Эта «вера в человека» есть вина Достоевского перед правоверием, как понимает таковое г. Леонтьев.
Сам г. Леонтьев не верит ни в личный, ни в общественный прогресс человечества. Так, по его мнению, «говорит реальный опыт веков. Так говорит церковь. Так говорят апостолы, так пророчит евангелие […] оскудеет любовь, когда будет проповедано Евангелие во всех концах земли»..
Для полноты представления необходимо сказать, что приведенные сейчас доводы производят большой эффект на единомысленных г. Леонтьеву, которые, ликуя, смело возглашали, будто «это так построено, что ни слова возражения сказать невозможно». […] Но есть основание думать, что эти превозносители г. Леонтьева так же неосновательны, как и сам их излюбленный оратор, и что всему их совокупному правоверию во многом, кажется, недостает здравомыслия.
Мы привели довольно много выдержек из брошюры Леонтьева именно потому, что только в своей полемике против безусловного прогресса человечества он высказывает кое-что довольно здравое и основательное. Бесспорно, что роковые страсти и естественные бедствия, отравляющие жизнь человечества, никогда не дойдут до нуля; бесспорно, что в конце концов нашу планету, а вместе с тем и весь человеческий род когда-нибудь постигнет великая и последняя катастрофа. Но отсюда не следует, что мечта Достоевского о влиянии славян на улучшение международных отношений противоречит прямому и очень ясному пророчеству об ухудшении человеческих отношений под конец света. Дело в том, что г. Леонтьев прозирает до кончины земной планеты и человеческого рода чрез длинный, может быть, еще очень длинный ряд веков и тысячелетий, а г. Достоевский берет вероятный, по его мнению, ход событий, в ближайшие столетия. […] До идеала мы не достигнем, но если постараемся быть добрее и жить хорошо, то что-нибудь сделаем. Опыт показывает, что сумма добра и зла, радости и горя, правды и неправды в человеческом обществе может то увеличиваться, то уменьшаться, – и в этом увеличении или уменьшении, конечно, не последним фактором служит усилие отдельных лиц. Само христианство было бы тщетным и бесполезным, если бы оно не содействовало умножению в людях добра, правды и мира. Если так, то любвеобильные мечты Достоевского, хотя бы, в конце концов, они оказались иллюзиями, все-таки имеют более практического смысла и плодотворного значения, чем зубовный скрежет г. Леонтьева. Допустим, что России не удастся указать исход европейской тоске (что и вероятно); но все-таки чувство общечеловеческой любви, внушаемое речью Достоевского, есть чувство хорошее, которое так или иначе стремилось увеличить сумму добра в общем обороте человеческих отношений. А это, бесспорно, честно и полезно.
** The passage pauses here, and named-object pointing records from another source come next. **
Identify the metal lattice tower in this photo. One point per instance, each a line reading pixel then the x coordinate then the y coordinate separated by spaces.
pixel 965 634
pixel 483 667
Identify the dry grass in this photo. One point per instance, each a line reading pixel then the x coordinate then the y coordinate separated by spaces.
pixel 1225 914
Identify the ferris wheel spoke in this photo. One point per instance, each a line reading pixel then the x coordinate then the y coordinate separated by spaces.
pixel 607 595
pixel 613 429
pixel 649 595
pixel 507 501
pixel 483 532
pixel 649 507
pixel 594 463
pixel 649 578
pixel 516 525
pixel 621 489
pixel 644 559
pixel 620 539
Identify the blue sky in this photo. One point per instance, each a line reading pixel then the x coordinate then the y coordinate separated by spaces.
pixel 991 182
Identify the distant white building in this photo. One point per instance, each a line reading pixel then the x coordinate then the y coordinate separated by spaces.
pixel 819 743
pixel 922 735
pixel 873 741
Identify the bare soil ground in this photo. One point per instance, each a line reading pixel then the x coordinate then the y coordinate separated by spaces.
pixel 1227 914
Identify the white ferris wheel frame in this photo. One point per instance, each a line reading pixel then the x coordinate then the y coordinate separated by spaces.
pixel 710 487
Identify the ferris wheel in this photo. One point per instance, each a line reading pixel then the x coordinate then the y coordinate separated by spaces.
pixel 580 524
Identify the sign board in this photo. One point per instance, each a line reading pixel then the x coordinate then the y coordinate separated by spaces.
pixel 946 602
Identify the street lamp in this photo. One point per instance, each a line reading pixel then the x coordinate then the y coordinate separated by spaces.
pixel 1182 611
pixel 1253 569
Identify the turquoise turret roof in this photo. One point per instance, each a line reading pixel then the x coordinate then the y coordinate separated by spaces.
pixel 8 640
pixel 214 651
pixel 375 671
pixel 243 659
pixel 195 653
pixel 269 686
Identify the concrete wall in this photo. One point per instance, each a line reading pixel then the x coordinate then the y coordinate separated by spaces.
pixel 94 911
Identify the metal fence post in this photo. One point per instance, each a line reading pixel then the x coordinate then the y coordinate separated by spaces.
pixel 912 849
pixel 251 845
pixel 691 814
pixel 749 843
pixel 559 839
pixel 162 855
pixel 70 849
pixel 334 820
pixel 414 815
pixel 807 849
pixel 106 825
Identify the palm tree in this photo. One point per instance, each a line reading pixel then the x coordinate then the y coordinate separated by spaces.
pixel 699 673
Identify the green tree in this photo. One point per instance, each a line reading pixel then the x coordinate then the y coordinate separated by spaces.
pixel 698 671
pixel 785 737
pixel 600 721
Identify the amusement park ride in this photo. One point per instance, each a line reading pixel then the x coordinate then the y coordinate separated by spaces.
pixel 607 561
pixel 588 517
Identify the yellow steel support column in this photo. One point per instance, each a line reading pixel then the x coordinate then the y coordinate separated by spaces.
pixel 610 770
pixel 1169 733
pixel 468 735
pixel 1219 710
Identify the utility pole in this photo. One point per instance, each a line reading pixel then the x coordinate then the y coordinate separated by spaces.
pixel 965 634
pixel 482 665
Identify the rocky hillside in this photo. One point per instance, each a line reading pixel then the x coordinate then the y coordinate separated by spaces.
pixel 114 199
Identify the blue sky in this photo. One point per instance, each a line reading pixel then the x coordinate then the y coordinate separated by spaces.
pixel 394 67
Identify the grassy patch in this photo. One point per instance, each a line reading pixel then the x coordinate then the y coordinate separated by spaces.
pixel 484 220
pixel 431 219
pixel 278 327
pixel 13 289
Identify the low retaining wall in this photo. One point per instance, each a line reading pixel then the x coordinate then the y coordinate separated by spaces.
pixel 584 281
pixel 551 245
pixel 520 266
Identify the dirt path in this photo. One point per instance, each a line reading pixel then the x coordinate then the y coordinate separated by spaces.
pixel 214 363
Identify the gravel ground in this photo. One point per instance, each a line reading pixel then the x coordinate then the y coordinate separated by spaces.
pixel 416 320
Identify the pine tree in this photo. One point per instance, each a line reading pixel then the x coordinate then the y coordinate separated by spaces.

Но именно в этой-то космополитической любви, которую Достоевский считает уделом русского народа, и состоит, по мнению г. Леонтьева, вторая ересь Достоевского.
«Я постичь не могу, – рассуждает г. Леонтьев, – за что можно любить современного европейца? […] И как мне хочется теперь в ответ на странное восклицание г. Достоевского: «О, народы Европы и не знают, как они нам дороги!» воскликнуть от моего лица и от лица немногих, мне сочувствующих: «О, как мы ненавидим тебя, современная Европа, за то, что ты погубила у себя самой все великое, изящное и святое и уничтожаешь и у нас, несчастных, столько драгоценного своим заразительным дыханием!» Если г. Леонтьев ненавидит современную Европу, то это, конечно, его личное дело, но он не может указать основания считать еретиком всякого, кто не разделяет такой широкой и многообъемлющей его ненависти. […] Истинное христианство, по существу своему, есть религия всемирная, космополитическая. Мало того: космополитизм впервые принесен в мир апостольскою проповедью о том, что в царстве христовом нет различия между эллином и иудеем, варваром и скифом, мужчиною и женщиною, рабом и свободным. Но г. Леонтьев, не довольствуясь книгами Нового Завета, привлекает к делу и творения св. отцов, и церковное учение. Хорошо; но даже и в церковной песне на день Пятидесятницы говорится, что человечество, распадшееся на отдельные народы при вавилонском столпотворении, опять воссоединяется апостольскою проповедью: «Егда снисшед языки слия, разделяше языки Вышний. Егда же огненные языки раздаяше, к соединению вся призва».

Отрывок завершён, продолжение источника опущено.